Bedarf es danach eines Antrages, so kann dieser nicht mit Erfolg allein vom Beteiligten zu 4. gestellt werden. Zwar lässt sich dem Wortlaut des § 48 Abs. 1 Satz 2 FamFG nicht entnehmen, von wem der Antrag zu stellen ist, aus der Gesetzesbegründung (BT-Drucks. 16/6308) ergibt sich indes, dass es eines Antrages „des ursprünglichen Antragstellers” bedarf: Hierzu gehört auf jeden Fall nicht der Beschwerdeführer, der nicht zu dem Kreis der ursprünglich antragsberechtigen Beteiligten gehört.

Soweit die Beschwerde der Auffassung ist, es müsse zumindest die Möglichkeit gegeben sein, „das Amt wieder abzugeben”, rechtfertigt dies nicht die beantragte Aufhebung der Nachlassverwaltung, die Gegenstand des angefochtenen Beschlusses ist.

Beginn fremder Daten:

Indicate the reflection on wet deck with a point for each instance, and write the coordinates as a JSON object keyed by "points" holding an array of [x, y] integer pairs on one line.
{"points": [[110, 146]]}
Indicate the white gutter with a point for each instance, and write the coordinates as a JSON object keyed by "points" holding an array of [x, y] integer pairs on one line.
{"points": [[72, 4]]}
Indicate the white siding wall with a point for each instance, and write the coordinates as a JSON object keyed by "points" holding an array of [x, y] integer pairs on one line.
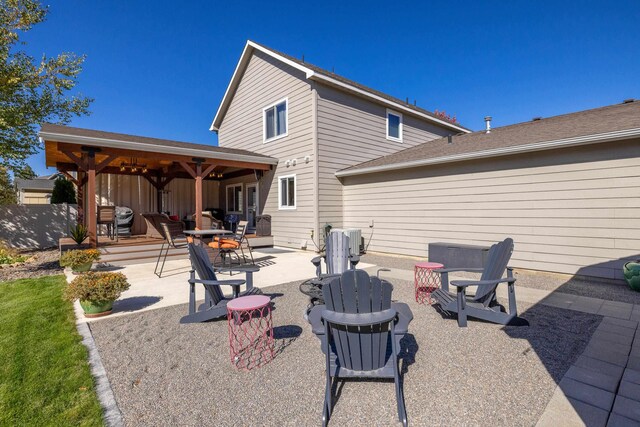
{"points": [[569, 211], [264, 82], [352, 130], [138, 194]]}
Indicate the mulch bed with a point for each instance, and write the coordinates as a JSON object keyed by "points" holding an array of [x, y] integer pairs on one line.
{"points": [[39, 263]]}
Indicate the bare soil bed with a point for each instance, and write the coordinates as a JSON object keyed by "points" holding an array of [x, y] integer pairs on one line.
{"points": [[39, 263]]}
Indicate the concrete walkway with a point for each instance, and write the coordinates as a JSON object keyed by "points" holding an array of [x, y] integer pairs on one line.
{"points": [[602, 387]]}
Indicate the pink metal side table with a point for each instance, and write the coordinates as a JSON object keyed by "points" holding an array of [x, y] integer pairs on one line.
{"points": [[426, 280], [250, 331]]}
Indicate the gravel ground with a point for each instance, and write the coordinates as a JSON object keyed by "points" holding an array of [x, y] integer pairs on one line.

Über den (hilfsweise) in der Beschwerdeschrift gestellten Antrag des Beschwerdeführers, ihn abzuberufen und einen anderen Nachlassverwalter zu bestellen, hat das Nachlassgericht noch nicht entschieden; er ist damit auch nicht Gegenstand dieses Beschwerdeverfahrens. Ob insoweit die Voraussetzungen der §§ 1889, 1915 BGB erfüllt sind, kann an dieser Stelle daher offen bleiben.